If, on the other hand, no such concerns exist because of the structure of the probation office or because of the nature of the case, the district court could direct that the parties receive all portions of the PSR, including the probation officer’s sentencing recommendation. This practice could allow the defense an opportunity to see and comment on the recommendation and independently confirm that all facts forming the basis for the recommendation are contained elsewhere
in the report.
Because due process does not require disclosure of the sentencing recommendation, we have conducted an independent review of the probation officer’s analysis and can confirm the district court’s conclusion that all facts on which she based that analysis are contained in the version of the PSR given to the parties in this case.
Sixth Amendment Challenge
Notwithstanding our concern about rules requiring the confidentiality of sentencing recommendations, Peterson’s Sixth Amendment challenge to the procedure fairs no better. Peterson contends that his inability to review and respond to the probation officer’s confidential recommendation prior to sentencing amounted to a violation
of his Sixth Amendment right to counsel. Specifically, he argues that the district court’s consideration of his childhood and family circumstances as a potential aggravating factor was unforeseeable and that his counsel
was unable to address or refute the probation officer’s analysis prior to sentencing.
Peterson does not assert that his counsel committed any professional errors. Instead, he maintains that he was in the same position
he would have been in had he been unrepresented because his counsel could not respond to arguments that were not disclosed prior to sentencing.
Peterson seemingly argues for the application of the standard articulated in the Supreme Court’s decision in United States v. Cronic, 466 U.S. 648 (1984). In Cronic, the Supreme Court recognized that a Sixth Amendment violation will result if the defendant’s “counsel entirely fails to subject the prosecution’s case to meaningful
adversarial testing.” Id. at 659. In order for this standard to apply, however, the attorney’s failure must be complete, meaning that the defense counsel must have “failed to oppose the prosecution throughout the sentencing proceeding as a whole.” Bell v.
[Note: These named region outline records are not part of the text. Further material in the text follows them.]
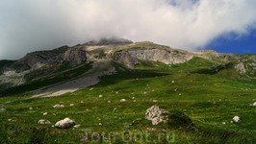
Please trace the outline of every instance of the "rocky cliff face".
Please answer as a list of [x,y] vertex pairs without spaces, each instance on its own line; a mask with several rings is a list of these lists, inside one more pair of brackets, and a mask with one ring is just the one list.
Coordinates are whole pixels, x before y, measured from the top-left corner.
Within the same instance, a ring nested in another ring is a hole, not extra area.
[[63,55],[63,60],[69,61],[72,65],[80,64],[82,61],[87,60],[87,52],[83,46],[78,45],[69,48]]
[[[135,42],[130,40],[110,37],[100,40],[89,41],[72,47],[63,46],[50,51],[38,51],[27,54],[18,60],[9,62],[8,66],[0,69],[1,84],[17,85],[40,76],[48,75],[61,67],[69,67],[81,64],[83,61],[93,61],[100,59],[113,59],[122,61],[130,68],[142,60],[161,61],[166,64],[186,62],[193,57],[204,59],[217,59],[220,60],[233,60],[241,58],[241,55],[219,54],[212,50],[186,51],[173,49],[168,46],[155,44],[150,41]],[[239,61],[236,69],[241,73],[246,73],[247,69],[256,69],[255,58],[250,59],[250,63],[244,64]],[[6,61],[4,61],[6,63]],[[1,66],[1,63],[0,63]],[[30,75],[25,77],[24,75]],[[13,82],[15,82],[12,84]]]
[[115,55],[113,55],[112,58],[132,66],[133,64],[138,63],[137,60],[161,61],[166,64],[176,64],[190,60],[192,59],[192,55],[176,50],[142,48],[139,50],[129,49],[117,51],[117,54],[115,53]]

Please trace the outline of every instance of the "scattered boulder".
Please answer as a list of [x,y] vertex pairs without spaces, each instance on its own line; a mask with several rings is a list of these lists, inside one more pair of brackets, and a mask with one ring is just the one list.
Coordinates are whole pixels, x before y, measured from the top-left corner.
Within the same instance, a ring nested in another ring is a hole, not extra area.
[[76,123],[73,120],[71,120],[69,118],[64,118],[64,120],[57,122],[55,124],[55,127],[61,128],[61,129],[66,129],[66,128],[69,128],[69,127],[75,126],[75,125],[76,125]]
[[47,120],[44,120],[44,119],[41,119],[38,121],[38,124],[51,124],[50,121],[47,121]]
[[234,117],[233,117],[233,120],[234,120],[235,122],[239,122],[239,121],[240,121],[240,117],[239,117],[239,116],[234,116]]
[[146,109],[145,112],[145,119],[151,120],[152,125],[158,125],[161,122],[167,122],[167,115],[165,115],[164,113],[166,113],[165,109],[159,108],[158,106],[152,106],[150,108]]
[[125,99],[121,99],[120,102],[126,102],[126,100]]
[[189,116],[187,116],[183,111],[180,110],[173,110],[169,113],[168,123],[171,127],[174,128],[194,127],[194,124],[192,123],[192,119]]
[[52,108],[64,108],[64,105],[55,105],[52,107]]
[[81,125],[75,125],[74,128],[79,128]]

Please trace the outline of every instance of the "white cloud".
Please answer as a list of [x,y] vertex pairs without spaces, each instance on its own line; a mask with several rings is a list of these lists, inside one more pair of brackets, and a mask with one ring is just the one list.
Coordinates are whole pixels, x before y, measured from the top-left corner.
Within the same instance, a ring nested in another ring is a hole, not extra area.
[[252,0],[0,1],[0,59],[111,36],[195,50],[249,35],[255,8]]

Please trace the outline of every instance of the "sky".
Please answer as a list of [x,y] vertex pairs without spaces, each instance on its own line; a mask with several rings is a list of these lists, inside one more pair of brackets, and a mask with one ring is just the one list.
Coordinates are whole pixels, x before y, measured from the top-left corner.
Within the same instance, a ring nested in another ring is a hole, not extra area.
[[0,60],[100,37],[256,54],[255,0],[0,0]]

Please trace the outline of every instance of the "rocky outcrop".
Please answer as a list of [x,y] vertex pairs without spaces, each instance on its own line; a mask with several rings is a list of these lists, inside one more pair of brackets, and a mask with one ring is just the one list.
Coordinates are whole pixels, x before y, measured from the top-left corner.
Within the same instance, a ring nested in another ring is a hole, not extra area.
[[189,53],[185,54],[177,50],[133,48],[117,51],[112,58],[131,66],[138,63],[137,60],[161,61],[166,64],[182,63],[192,59],[192,55]]
[[47,63],[47,61],[55,60],[55,58],[58,55],[64,53],[67,49],[68,46],[65,45],[50,51],[37,51],[28,53],[25,57],[18,60],[17,63],[28,64],[30,67],[35,67],[38,63]]
[[104,37],[104,38],[101,38],[100,40],[91,40],[91,41],[89,41],[83,45],[86,45],[86,46],[126,45],[126,44],[131,44],[131,43],[133,43],[133,41],[131,41],[131,40],[112,36],[110,38]]
[[244,68],[244,64],[243,62],[238,63],[235,68],[240,71],[241,74],[243,74],[246,72],[246,69]]

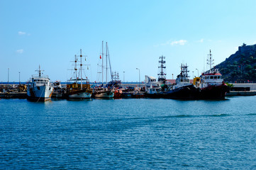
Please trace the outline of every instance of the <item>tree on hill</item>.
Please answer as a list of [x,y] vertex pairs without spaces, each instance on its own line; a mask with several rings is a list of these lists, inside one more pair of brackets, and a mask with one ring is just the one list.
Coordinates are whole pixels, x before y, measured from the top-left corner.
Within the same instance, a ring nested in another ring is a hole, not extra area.
[[256,81],[256,45],[243,45],[235,54],[216,66],[225,81]]

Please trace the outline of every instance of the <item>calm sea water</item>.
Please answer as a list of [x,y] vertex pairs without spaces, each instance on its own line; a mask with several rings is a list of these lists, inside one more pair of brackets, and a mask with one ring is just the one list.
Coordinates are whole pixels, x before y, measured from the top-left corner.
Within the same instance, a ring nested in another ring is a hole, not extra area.
[[256,96],[0,100],[1,169],[255,169]]

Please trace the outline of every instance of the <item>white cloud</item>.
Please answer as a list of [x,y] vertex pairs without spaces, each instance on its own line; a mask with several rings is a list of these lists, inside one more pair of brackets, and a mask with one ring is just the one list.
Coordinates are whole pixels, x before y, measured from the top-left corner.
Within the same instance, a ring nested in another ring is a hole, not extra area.
[[198,42],[204,42],[204,38],[202,38],[202,39],[201,39],[200,40],[199,40],[199,41],[198,41]]
[[180,40],[178,41],[172,41],[170,45],[184,45],[185,43],[187,43],[187,40]]
[[187,40],[180,40],[172,41],[172,40],[167,40],[167,42],[165,42],[164,43],[155,45],[154,45],[154,47],[165,46],[165,45],[184,45],[187,42]]
[[23,53],[23,49],[17,50],[16,52],[17,52],[18,53],[22,54],[22,53]]
[[25,33],[25,32],[22,32],[22,31],[18,31],[18,34],[19,35],[26,35],[26,33]]

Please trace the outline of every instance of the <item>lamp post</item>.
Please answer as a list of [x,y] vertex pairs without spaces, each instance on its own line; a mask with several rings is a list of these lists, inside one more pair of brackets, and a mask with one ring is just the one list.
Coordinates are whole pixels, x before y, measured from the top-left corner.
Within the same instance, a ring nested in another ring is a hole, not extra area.
[[123,72],[123,82],[124,82],[124,73],[126,72]]
[[138,68],[136,68],[136,69],[139,70],[139,86],[140,86],[140,69],[138,69]]
[[8,84],[9,84],[9,68],[8,68]]

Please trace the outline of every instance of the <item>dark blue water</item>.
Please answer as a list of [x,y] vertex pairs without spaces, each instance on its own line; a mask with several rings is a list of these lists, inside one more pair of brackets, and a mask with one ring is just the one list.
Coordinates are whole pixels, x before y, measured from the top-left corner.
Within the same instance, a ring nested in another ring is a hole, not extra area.
[[255,169],[256,96],[0,100],[1,169]]

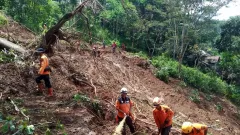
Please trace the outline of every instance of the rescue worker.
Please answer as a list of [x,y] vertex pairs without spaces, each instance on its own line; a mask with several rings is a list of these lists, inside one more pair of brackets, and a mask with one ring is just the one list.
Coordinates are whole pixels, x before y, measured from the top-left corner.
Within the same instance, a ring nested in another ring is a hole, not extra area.
[[122,43],[121,49],[122,49],[122,51],[125,51],[125,49],[126,49],[126,46],[125,46],[125,44],[124,44],[124,43]]
[[43,24],[43,32],[42,32],[42,35],[45,35],[45,34],[47,33],[47,30],[48,30],[47,24],[44,23],[44,24]]
[[92,52],[93,52],[93,56],[94,56],[94,57],[97,57],[97,47],[96,47],[95,45],[93,45],[93,50],[92,50]]
[[48,88],[48,96],[53,96],[53,89],[50,82],[50,72],[49,61],[47,56],[44,54],[45,50],[43,48],[38,48],[36,53],[40,55],[40,69],[38,71],[38,77],[36,78],[36,83],[38,85],[38,93],[43,93],[44,85],[41,83],[41,80],[44,80],[45,86]]
[[[121,97],[118,98],[116,101],[116,109],[118,111],[117,114],[117,122],[120,123],[123,118],[126,116],[126,121],[125,123],[128,125],[131,133],[135,132],[134,126],[133,126],[133,115],[131,113],[131,108],[133,106],[133,102],[130,100],[130,98],[127,96],[127,88],[122,88],[121,89]],[[125,129],[125,124],[122,130],[122,135],[126,135],[126,129]]]
[[153,99],[153,117],[158,127],[158,133],[161,135],[169,135],[172,128],[172,117],[174,112],[166,105],[160,105],[161,99],[155,97]]
[[117,44],[115,42],[113,42],[113,44],[112,44],[112,51],[113,51],[113,53],[115,53],[116,48],[117,48]]
[[207,125],[183,122],[182,135],[207,135]]
[[106,42],[105,42],[105,40],[103,39],[103,49],[105,49],[106,48]]

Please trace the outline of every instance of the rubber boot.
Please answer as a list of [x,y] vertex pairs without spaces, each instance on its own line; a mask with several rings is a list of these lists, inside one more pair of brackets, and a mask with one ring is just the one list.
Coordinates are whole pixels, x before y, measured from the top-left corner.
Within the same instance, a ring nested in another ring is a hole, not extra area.
[[36,95],[37,95],[37,96],[41,96],[41,95],[43,95],[43,88],[44,88],[44,86],[43,86],[42,83],[39,83],[39,84],[37,84],[37,85],[38,85],[38,90],[37,90],[37,92],[36,92]]
[[48,88],[48,96],[52,97],[53,96],[53,90],[52,88]]
[[39,83],[38,84],[38,91],[40,91],[40,92],[43,92],[43,84],[42,83]]

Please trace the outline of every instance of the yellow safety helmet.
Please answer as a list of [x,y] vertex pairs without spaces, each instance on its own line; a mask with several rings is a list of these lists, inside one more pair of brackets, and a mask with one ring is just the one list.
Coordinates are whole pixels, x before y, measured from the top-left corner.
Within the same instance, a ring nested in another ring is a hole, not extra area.
[[154,105],[154,106],[159,106],[160,103],[161,103],[161,99],[160,99],[159,97],[155,97],[155,98],[153,99],[153,105]]
[[191,133],[193,130],[193,126],[191,122],[183,122],[182,124],[182,132],[185,134]]

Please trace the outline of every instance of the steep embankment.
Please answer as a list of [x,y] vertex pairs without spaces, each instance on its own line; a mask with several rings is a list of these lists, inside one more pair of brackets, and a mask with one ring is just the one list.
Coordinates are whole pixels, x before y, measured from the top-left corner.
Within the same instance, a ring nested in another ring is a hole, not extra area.
[[[17,26],[15,29],[18,28],[21,27]],[[3,33],[3,30],[0,31]],[[20,33],[16,36],[21,35]],[[28,46],[30,42],[24,41],[31,40],[31,37],[32,35],[21,37],[24,38],[22,44]],[[31,124],[44,125],[50,122],[45,126],[36,126],[39,134],[43,134],[47,127],[54,134],[60,134],[61,131],[56,128],[58,120],[64,124],[69,135],[112,134],[116,126],[112,104],[124,86],[129,89],[129,96],[135,102],[133,112],[138,118],[135,123],[138,131],[152,134],[156,130],[151,102],[155,96],[162,96],[164,103],[175,112],[174,128],[178,128],[183,121],[192,121],[217,124],[218,129],[223,128],[219,131],[209,129],[214,135],[240,134],[240,120],[235,116],[237,108],[224,98],[214,97],[211,101],[193,103],[188,98],[191,88],[181,87],[179,81],[174,79],[171,79],[170,84],[165,84],[153,75],[152,68],[138,66],[144,60],[125,52],[112,54],[110,50],[102,50],[101,57],[94,59],[88,50],[79,51],[76,46],[69,47],[64,42],[58,44],[55,54],[50,57],[54,98],[34,94],[36,68],[31,63],[0,64],[0,93],[3,94],[4,101],[1,112],[16,115],[11,105],[4,100],[10,96],[14,101],[21,101],[19,107],[27,110]],[[77,93],[87,95],[91,101],[98,99],[103,115],[94,113],[84,102],[74,102],[72,97]],[[216,109],[217,102],[222,104],[222,112]]]

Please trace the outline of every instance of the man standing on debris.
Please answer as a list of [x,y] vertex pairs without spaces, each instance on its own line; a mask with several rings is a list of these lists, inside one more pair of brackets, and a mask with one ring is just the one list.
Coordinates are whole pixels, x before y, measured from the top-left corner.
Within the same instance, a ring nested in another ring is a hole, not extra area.
[[126,46],[125,46],[125,44],[124,44],[124,43],[122,43],[121,49],[122,49],[122,51],[125,51],[125,49],[126,49]]
[[38,77],[36,78],[36,82],[38,85],[38,92],[40,94],[43,93],[43,84],[41,83],[41,80],[44,80],[45,86],[48,88],[48,96],[53,96],[53,89],[52,85],[50,83],[50,77],[49,74],[51,72],[51,69],[49,67],[49,61],[47,56],[44,54],[45,50],[43,48],[38,48],[36,50],[36,53],[40,55],[40,69],[38,72]]
[[[128,125],[131,133],[134,133],[135,129],[132,122],[134,118],[131,113],[133,102],[127,96],[127,88],[123,87],[120,92],[121,92],[121,97],[119,97],[118,100],[116,101],[116,109],[118,111],[118,114],[116,117],[117,122],[120,123],[126,116],[126,124]],[[125,125],[123,126],[122,135],[126,135]]]
[[183,122],[182,135],[207,135],[207,125]]
[[169,135],[172,127],[173,111],[166,105],[160,105],[161,99],[155,97],[153,99],[153,117],[158,127],[158,133],[161,135]]
[[113,53],[115,53],[116,48],[117,48],[117,44],[115,42],[113,42],[113,44],[112,44],[112,51],[113,51]]

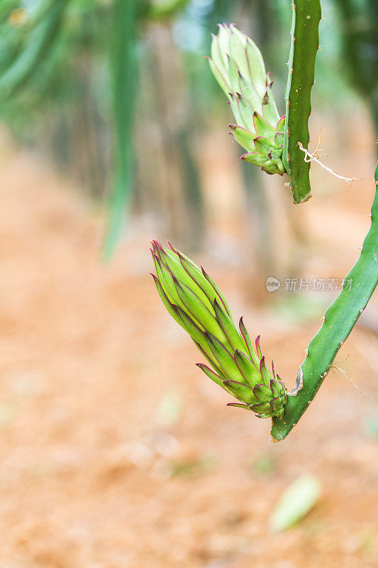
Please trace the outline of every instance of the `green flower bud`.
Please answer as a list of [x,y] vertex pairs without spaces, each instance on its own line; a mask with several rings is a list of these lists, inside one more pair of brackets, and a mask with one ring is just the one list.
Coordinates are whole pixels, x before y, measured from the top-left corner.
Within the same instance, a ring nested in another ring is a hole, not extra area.
[[228,405],[253,410],[260,418],[282,417],[285,386],[273,362],[272,372],[268,369],[260,336],[254,348],[243,317],[238,328],[223,295],[202,267],[169,243],[165,248],[151,242],[156,269],[152,275],[162,302],[212,368],[203,363],[198,366],[239,401]]
[[285,117],[279,117],[261,53],[234,24],[218,26],[208,59],[236,121],[228,125],[230,133],[247,151],[241,159],[282,175]]

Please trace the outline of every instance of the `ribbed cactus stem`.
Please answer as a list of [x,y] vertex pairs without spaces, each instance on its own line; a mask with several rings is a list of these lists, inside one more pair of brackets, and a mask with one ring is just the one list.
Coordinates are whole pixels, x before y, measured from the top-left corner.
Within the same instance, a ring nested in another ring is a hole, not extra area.
[[308,345],[299,373],[303,373],[303,388],[296,396],[288,396],[283,418],[273,420],[271,434],[275,440],[286,437],[308,408],[378,283],[378,164],[375,185],[372,224],[360,258],[345,277],[343,290],[326,312],[323,325]]
[[308,148],[308,118],[315,60],[319,48],[320,0],[294,0],[289,77],[286,93],[285,140],[282,161],[289,175],[294,203],[311,197],[310,163],[305,162],[298,143]]

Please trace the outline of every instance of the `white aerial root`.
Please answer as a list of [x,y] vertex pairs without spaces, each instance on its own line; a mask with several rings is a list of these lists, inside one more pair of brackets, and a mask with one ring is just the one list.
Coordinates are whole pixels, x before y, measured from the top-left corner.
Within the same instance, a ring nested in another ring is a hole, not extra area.
[[[349,357],[349,355],[348,356],[348,357]],[[346,357],[345,359],[348,359],[348,357]],[[335,363],[341,363],[343,361],[345,361],[345,359],[340,359],[339,361],[335,361]],[[338,371],[340,371],[340,373],[343,373],[343,374],[344,375],[344,376],[345,376],[345,377],[346,377],[348,379],[349,379],[349,381],[350,381],[350,382],[352,383],[352,384],[353,385],[353,386],[354,386],[354,387],[355,387],[355,388],[357,388],[357,390],[358,390],[358,392],[360,393],[360,394],[362,396],[363,396],[363,397],[364,397],[364,398],[365,398],[365,395],[364,395],[364,393],[362,393],[362,391],[361,390],[361,389],[360,389],[360,388],[359,388],[357,387],[357,386],[356,385],[356,383],[355,383],[355,382],[354,382],[354,381],[352,381],[352,380],[350,378],[350,377],[348,375],[347,375],[347,373],[345,373],[345,371],[344,371],[344,369],[343,369],[343,368],[340,368],[340,367],[338,367],[336,365],[331,365],[331,366],[330,366],[330,368],[331,368],[331,369],[332,369],[332,371],[333,371],[333,373],[335,373],[335,371],[334,371],[334,369],[335,369],[335,368],[336,368]]]
[[339,180],[343,180],[343,181],[348,183],[350,185],[351,184],[351,182],[354,182],[357,180],[357,178],[345,178],[343,175],[340,175],[338,173],[337,173],[337,172],[335,171],[335,170],[332,170],[330,168],[328,168],[326,165],[322,163],[322,162],[321,162],[319,158],[321,158],[321,155],[320,155],[319,153],[321,152],[322,151],[321,150],[320,147],[321,146],[320,131],[319,131],[319,142],[318,143],[318,147],[315,151],[315,152],[313,152],[313,153],[308,152],[308,150],[304,148],[301,142],[297,142],[296,145],[298,146],[299,149],[304,153],[304,161],[306,162],[307,163],[308,163],[309,162],[316,162],[317,164],[319,164],[319,165],[321,165],[324,170],[326,170],[328,172],[329,172],[329,173],[332,174],[332,175],[334,175],[335,178],[338,178]]

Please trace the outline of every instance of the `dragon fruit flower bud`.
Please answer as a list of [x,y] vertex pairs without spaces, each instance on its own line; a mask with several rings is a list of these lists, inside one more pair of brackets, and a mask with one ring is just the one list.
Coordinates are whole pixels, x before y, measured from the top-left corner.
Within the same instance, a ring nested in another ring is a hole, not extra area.
[[241,159],[282,175],[285,117],[278,113],[261,52],[234,24],[218,26],[208,59],[235,116],[230,133],[247,151]]
[[273,363],[268,368],[260,346],[252,344],[243,317],[237,327],[226,298],[214,280],[169,243],[152,240],[152,274],[167,312],[191,337],[211,366],[198,366],[214,383],[233,395],[238,406],[260,418],[282,418],[287,403],[285,386]]

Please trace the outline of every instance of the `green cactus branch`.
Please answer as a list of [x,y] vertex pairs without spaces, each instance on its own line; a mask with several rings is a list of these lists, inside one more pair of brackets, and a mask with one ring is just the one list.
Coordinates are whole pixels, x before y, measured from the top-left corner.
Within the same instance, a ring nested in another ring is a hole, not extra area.
[[301,365],[303,388],[289,396],[283,418],[273,420],[274,439],[283,439],[298,422],[320,388],[340,346],[353,329],[378,283],[378,164],[372,224],[357,261],[345,278],[343,290],[328,307],[321,329],[311,341]]
[[308,148],[311,96],[314,82],[315,60],[319,47],[321,18],[320,0],[295,0],[293,3],[282,158],[294,203],[303,203],[311,197],[310,163],[304,161],[298,142],[301,142],[304,148]]

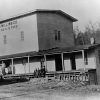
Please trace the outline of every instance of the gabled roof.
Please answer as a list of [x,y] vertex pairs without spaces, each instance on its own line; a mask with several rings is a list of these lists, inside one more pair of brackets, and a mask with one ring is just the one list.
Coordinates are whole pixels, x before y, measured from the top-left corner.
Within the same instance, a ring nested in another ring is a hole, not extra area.
[[21,18],[21,17],[25,17],[25,16],[29,16],[29,15],[32,15],[32,14],[36,14],[36,13],[57,13],[57,14],[60,14],[60,15],[63,15],[65,16],[66,18],[68,18],[69,20],[71,20],[72,22],[75,22],[77,21],[77,19],[75,19],[74,17],[68,15],[67,13],[61,11],[61,10],[47,10],[47,9],[36,9],[34,11],[29,11],[29,12],[26,12],[26,13],[22,13],[22,14],[19,14],[19,15],[16,15],[16,16],[12,16],[8,19],[4,19],[4,20],[1,20],[0,23],[4,23],[4,22],[7,22],[7,21],[10,21],[10,20],[14,20],[14,19],[18,19],[18,18]]

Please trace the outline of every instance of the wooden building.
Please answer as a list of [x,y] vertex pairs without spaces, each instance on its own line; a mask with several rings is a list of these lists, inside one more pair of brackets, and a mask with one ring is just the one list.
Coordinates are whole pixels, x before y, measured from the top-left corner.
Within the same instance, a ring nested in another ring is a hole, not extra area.
[[75,21],[61,10],[36,10],[0,21],[1,67],[7,74],[11,66],[12,75],[33,73],[42,66],[49,73],[65,76],[82,71],[85,79],[87,70],[96,70],[96,83],[100,84],[100,45],[75,46]]
[[34,72],[44,59],[35,53],[74,46],[75,21],[61,10],[35,10],[0,21],[1,65],[11,65],[12,74]]

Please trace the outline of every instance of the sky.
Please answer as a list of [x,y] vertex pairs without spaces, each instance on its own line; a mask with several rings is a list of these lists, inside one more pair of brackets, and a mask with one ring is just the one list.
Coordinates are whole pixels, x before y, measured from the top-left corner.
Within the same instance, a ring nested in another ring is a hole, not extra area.
[[60,9],[78,19],[74,27],[82,31],[100,23],[100,0],[0,0],[0,20],[35,9]]

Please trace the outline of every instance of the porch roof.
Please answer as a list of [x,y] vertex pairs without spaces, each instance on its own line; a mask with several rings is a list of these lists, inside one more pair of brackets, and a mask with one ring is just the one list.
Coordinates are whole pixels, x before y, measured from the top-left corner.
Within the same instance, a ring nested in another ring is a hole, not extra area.
[[0,59],[11,59],[11,58],[17,58],[17,57],[28,57],[28,56],[43,56],[47,54],[57,54],[57,53],[72,53],[72,52],[79,52],[81,50],[89,50],[89,49],[94,49],[96,47],[99,47],[100,44],[93,44],[93,45],[80,45],[80,46],[73,46],[73,47],[65,47],[65,48],[52,48],[48,50],[41,50],[39,52],[23,52],[23,53],[18,53],[18,54],[11,54],[11,55],[4,55],[0,56]]

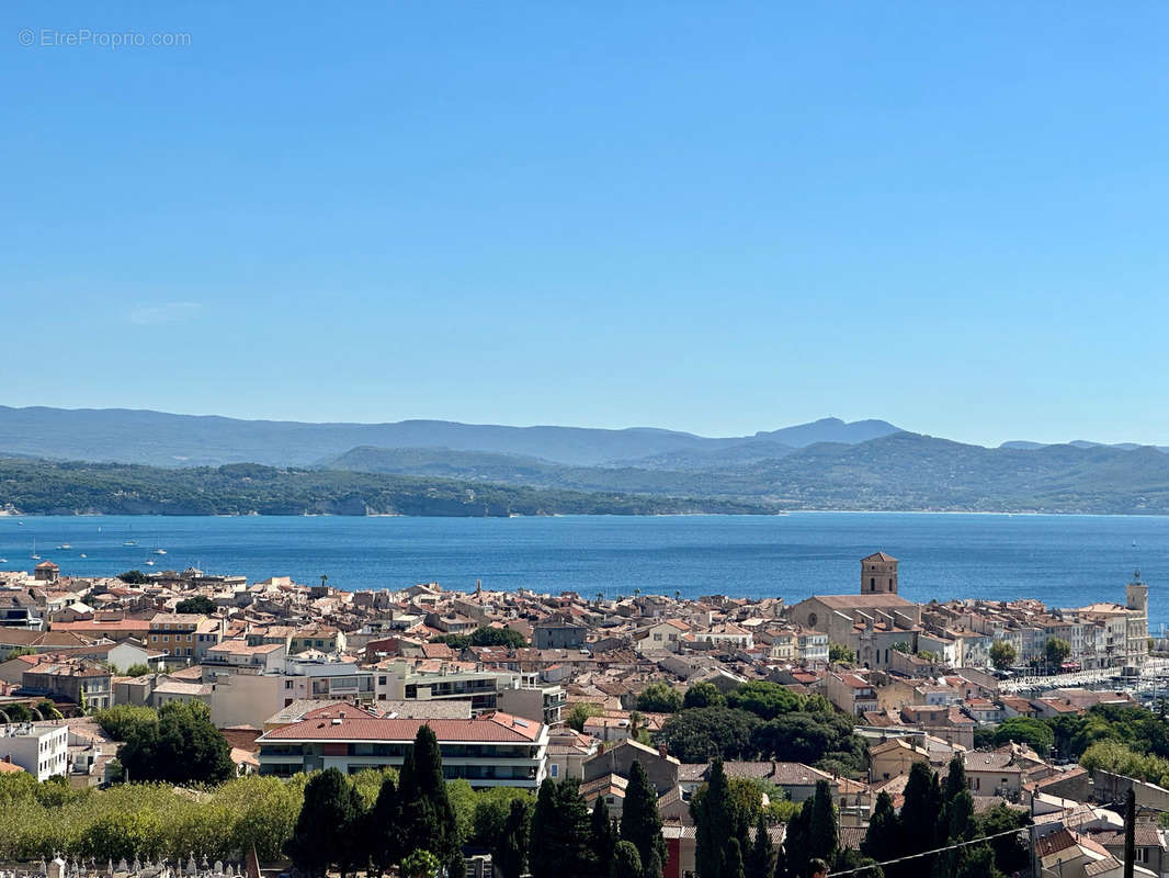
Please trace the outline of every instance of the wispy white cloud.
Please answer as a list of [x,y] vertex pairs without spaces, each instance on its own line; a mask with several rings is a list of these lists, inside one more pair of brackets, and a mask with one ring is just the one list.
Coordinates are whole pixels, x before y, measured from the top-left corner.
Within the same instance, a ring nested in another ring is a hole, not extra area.
[[193,317],[199,311],[199,302],[159,302],[132,308],[126,320],[139,327],[155,323],[177,323]]

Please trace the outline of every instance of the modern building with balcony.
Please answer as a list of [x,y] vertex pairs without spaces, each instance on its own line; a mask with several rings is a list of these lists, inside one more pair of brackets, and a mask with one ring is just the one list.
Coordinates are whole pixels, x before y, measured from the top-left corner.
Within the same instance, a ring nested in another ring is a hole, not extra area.
[[69,773],[69,727],[13,722],[0,726],[0,761],[20,766],[37,781]]
[[423,725],[438,739],[447,780],[532,790],[544,780],[548,728],[541,722],[499,712],[469,720],[386,719],[346,705],[311,711],[261,735],[260,773],[288,777],[326,768],[345,774],[397,768]]

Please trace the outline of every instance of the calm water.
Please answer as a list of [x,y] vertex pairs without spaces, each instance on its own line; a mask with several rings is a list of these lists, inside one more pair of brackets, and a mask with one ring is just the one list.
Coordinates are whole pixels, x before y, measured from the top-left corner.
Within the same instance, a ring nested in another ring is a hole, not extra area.
[[[19,522],[23,522],[21,526]],[[558,519],[0,517],[0,569],[37,554],[64,574],[195,565],[251,579],[291,575],[344,589],[440,582],[586,596],[858,589],[858,561],[901,561],[913,601],[1037,597],[1058,606],[1125,599],[1140,568],[1150,627],[1169,622],[1169,517],[793,513],[788,516]],[[138,547],[124,547],[137,540]],[[62,550],[61,543],[71,544]],[[155,548],[167,550],[154,556]],[[82,558],[81,553],[88,557]]]

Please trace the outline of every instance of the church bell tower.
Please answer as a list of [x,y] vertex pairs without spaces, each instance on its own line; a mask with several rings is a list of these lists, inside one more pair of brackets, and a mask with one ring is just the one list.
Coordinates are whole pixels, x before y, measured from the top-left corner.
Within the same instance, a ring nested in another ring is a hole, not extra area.
[[897,558],[884,551],[860,558],[860,594],[895,595]]

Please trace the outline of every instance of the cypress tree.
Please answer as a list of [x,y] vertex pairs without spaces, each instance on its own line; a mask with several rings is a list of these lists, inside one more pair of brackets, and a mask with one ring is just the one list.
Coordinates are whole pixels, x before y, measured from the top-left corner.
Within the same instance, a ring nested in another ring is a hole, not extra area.
[[491,851],[491,862],[503,878],[520,878],[527,859],[528,812],[527,803],[513,798],[504,830]]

Cone, 535 U.S. 685, 697 (2002).
Here, Peterson’s counsel engaged in a comprehensive discussion of what he viewed to be the mitigating factors in the case. He explained that Peterson’s criminal activity resulted from his drug use and that Peterson had never used a weapon to commit a robbery. He emphasized Peterson’s motivation to rehabilitate and argued that the court should consider his strong support group, including his family and friends, when fashioning a sentence.
Surely, Peterson’s counsel could have formulated a more tailored response to the district court’s interpretation of Peterson’s personal background had he known the probation officer would adopt a different
view of those facts. But there is nothing remarkable about the probation officer’s gloss on Peterson’s personal history.
And this court has expressed that “[w]hat a defendant proposes as an argument in mitigation may sound to the court more like a factor in aggravation.” United States v. Vasquez-Pita, 411 F. App’x 887, 892 (7th
Cir. 2011) (nonprecedential decision). “That is a risk inherent in discretionary sentencing,” id., not a basis for a Sixth Amendment claim.
For these reasons, we AFFIRM the sentence imposed by the district court.